Dział: Jak ukradłem człowieka.
Numer rozdziału: 9
Gatunek: Yaoi.



               Czas płynął niewyobrażalnie szybko, podczas gdy ja przesiadywałem na kanapie całymi dniami i nocami. Stawiałem na stoliku do kawy laptopa Johnny'ego, kładłem się na brzuchu i grałem w Need for Speed'a. Nie wychylałem nosa z domu. Nie sprzątałem, nie gotowałem, bardzo mało jadłem. Wypalałem prawie dwie paczki papierosów dziennie, korzystając chamsko z zapasów, które pozostawił mi współlokator. Nawet o moją higienę osobistą było ciężko. Zdawało się, iż nie byłem w wannie już prawie miesiąc.
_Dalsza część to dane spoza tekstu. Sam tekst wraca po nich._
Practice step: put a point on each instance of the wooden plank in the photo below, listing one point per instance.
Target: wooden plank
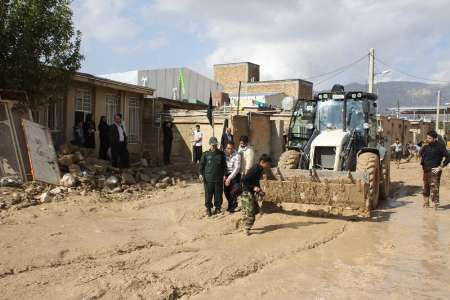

Czekałem i czekałem, aż Johnny wróci, jednak ani razu nie rozległo się pukanie do drzwi. Do rozprawy sądowej zostało już kilka dni, a mężczyzna siedział w areszcie. Gazety i miejscowe media trąbiły o jego przypadku, podczas gdy ja miałem nieodpartą ochotę wyrzucić telewizor przez okno. 
               Kiedy gry komputerowe nieco mi się znudziły, postanowiłem wziąć się choć trochę w garść i uprzątnąć cały ten syf. Pozbierałem niedopałki z dywanu, pozamiatałem rozsypany tytoń. Pozbyłem się zapachu papierosów. W zasadzie cały boży dzień wyżywałem się na tym niewinnym mieszkaniu, szorując je wszelkimi środkami. Siebie też pozbyłem zarazków i brudów. Opłaciło się - już następnego dnia rozległo się głośne pukanie do drzwi.
— A jednak... to prawda! — wykrzyknęła kobieta, której akurat otworzyłem. Przekręciłem głowę w bok. — Ty musisz być tym bezbronnym chłopcem, co go John porwał!
— Nie — odpowiedziałem z uśmiechem. — Jestem przyjacielem Johnny'ego. Zadzwonił do mnie z paki prosząc o kontrolę nad mieszkaniem. O jakim bezbronnym chłopcu pani mówi?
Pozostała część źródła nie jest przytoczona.